SOLD FOR: $3275
Make: Manufacture d’Armes de Saint-Étienne (MAS)
Model: MAS Modèle 1936 CR39
Serial Number: F22231
Year of Manufacture: 1951 (Chassepot to FAMAS: French Military Rifles 1866-2016 by Ian McCollum, pg. 375)
Caliber: 7.5x54mm (7.5 French)
Action Type: Bolt Action, Internal 5 round magazine
Markings: The left side of the receiver is marked “MAS MLE 1936 CR39”, “F22231”. The magazine floorplate is marked “L22231”. The bottom of the trigger guard is marked “F22231”. The rear of the bolt plug is marked “D”, “M”. The rear sight is marked 2-12. The bolt handle is marked “FH23134”. The top-rear of the buttstock is marked “F22231”. The rear of the bayonet is marked “20”.
Barrel Length: 17.7”
Sights / Optics: The front sight is a hooded post. The rear sight is a sliding aperture marked from 2-12.
Stock Configuration & Condition: The two piece upper and lower handguard and folding aluminum buttstock has a shortened semi-pistol grip, front barrel band with underside sling loop, post-war nose cap with hooded front sight and stacking rod, underside bayonet, and winding sling spool contained within the buttstock. The buttstock has a few scuffs and scratches to the black paint, as well as light divots to the metal throughout. The wood is very clean aside from a few minor storage and handling marks. The wood has been refinished, evidenced by the lack of serial number on the underside of the lower handguard, near the receiver. The LOP measures 12.5” from the front of the trigger to the back of the buttstock. The stock rates as Excellent overall condition.
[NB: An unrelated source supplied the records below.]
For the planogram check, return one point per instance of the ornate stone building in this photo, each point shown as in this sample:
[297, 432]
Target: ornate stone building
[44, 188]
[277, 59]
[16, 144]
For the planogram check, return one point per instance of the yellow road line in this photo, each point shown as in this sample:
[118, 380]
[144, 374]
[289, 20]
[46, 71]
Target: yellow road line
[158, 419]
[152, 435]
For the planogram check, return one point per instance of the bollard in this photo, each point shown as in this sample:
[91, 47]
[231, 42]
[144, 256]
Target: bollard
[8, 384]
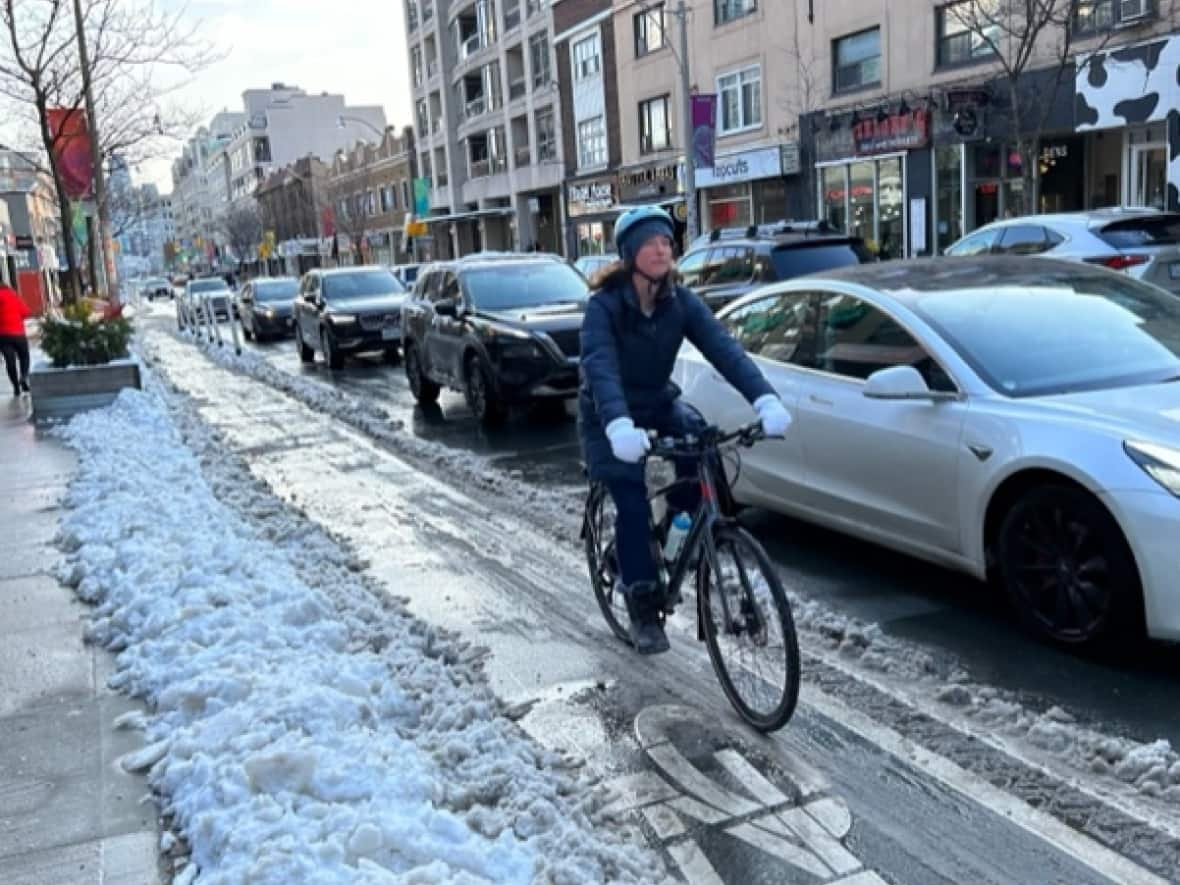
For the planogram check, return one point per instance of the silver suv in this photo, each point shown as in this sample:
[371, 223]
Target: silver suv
[1142, 242]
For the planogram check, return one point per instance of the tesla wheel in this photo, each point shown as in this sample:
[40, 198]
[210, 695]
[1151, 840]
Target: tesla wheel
[1068, 569]
[424, 389]
[306, 353]
[482, 398]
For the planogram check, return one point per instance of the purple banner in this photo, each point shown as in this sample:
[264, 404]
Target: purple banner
[705, 130]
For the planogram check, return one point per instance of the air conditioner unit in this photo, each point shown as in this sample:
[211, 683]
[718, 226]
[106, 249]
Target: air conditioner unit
[1134, 10]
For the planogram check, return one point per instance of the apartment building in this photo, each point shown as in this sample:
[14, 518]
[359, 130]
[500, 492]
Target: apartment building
[486, 122]
[891, 118]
Type of Finish: Black paint
Finish Originality: Paint may be original (See assessment section for more information). The wood has been refinished.
Bore Condition: The bore is dark, with shallow rifling. There is moderate erosion throughout.
Overall Condition: This rifle retains about 95% of its metal finish. The screw heads are sharp. The markings are clear, though the ones on the left side of the receiver are faded. There are spots of finish loss on the buttstock, along the edges of the receiver, the muzzle, the stacking rod, and the front sight. Overall, this rifle rates in about Very Good condition.
Mechanics: The action functions correctly. We have not fired this rifle. As with all MAS 36s and its variants, this rifle was made without a safety. As with all previously owned firearms, a thorough cleaning may be necessary to meet your maintenance standards.
Box, Paperwork & Accessories: This rifle comes with an intact post-war leather sling in Very Good condition. The correct length underbarrel-stored bayonet is also included, in Very Good condition with minimal finish loss.
Our Assessment: Originally conceived as a rifle for rear echelon and auxiliary troops, the MAS 36 was elevated to the position of standard service rifle for the entirety of French troops upon the outbreak of the Second World War. Reliable and simple to use and maintain, the MAS 36 became well liked by its users and would serve, along with a number of variations, as the primary rifle of French troops until being replaced by the MAS 49/56 in 1958. One such variation was the CR39.
The CR39 (CR standing for Crosse Repliable, French for ‘folding stock’) was initially designed for use by airborne troops. The hope was that the folding stock would enable paratroopers to keep the rifle on their person as they dropped, doing away with the need for rifles to be air-dropped into a combat zone in a container. Due to the nature of the war, many CR39s ended up being used by alpine troops, notably in Norway and in the Alps. After the war, the CR39 would be used more for its intended role, seeing action in French Indochina and Algeria with French airborne troops. Eventually the CR39 was replaced by handier and more modern firearms, such as the MAT-49 submachine gun. A rough total of just under 34,000 CR39s were built, with most being destroyed rather than being surplused once they were no longer needed.
This particular example of a CR39 is an oddity. While the receiver rollmark, serial number, and receiver tang are correct for a real CR39, there are a few things that stick out as being strange. The black paint is the main one, most examples of CR39s out there either have their aluminum stocks in the white, or they have a green rubber coating. While the black paint is similar to the black enamel paint on other French rifles, namely Lebel R35 carbines, it is interesting that there are seemingly no other examples. That is not to say that it couldn’t be an arsenal original paint scheme, as there are references to (at the very least) suggestions that paint could be used to reduce the heat that would radiate off of the metal stock. Something else that is of interest is the location of the serial number on the stock. According to Ian McCullom in his book on French rifles, the location on the buttstock of the serial number for a post-war CR39 (which this one is, based on the serial number) should be above the folding lever on the left side of the wrist. But on this example, the serial number is at the heel of the buttstock, which would be consistent with a pre-war CR39. This would make more sense if the serial numbers didn’t match, pointing to a grafting of pre and post war parts, but the serial number on the stock matches that of the receiver. This is an interesting example of a rare French rifle, one that still has a functioning sling winder.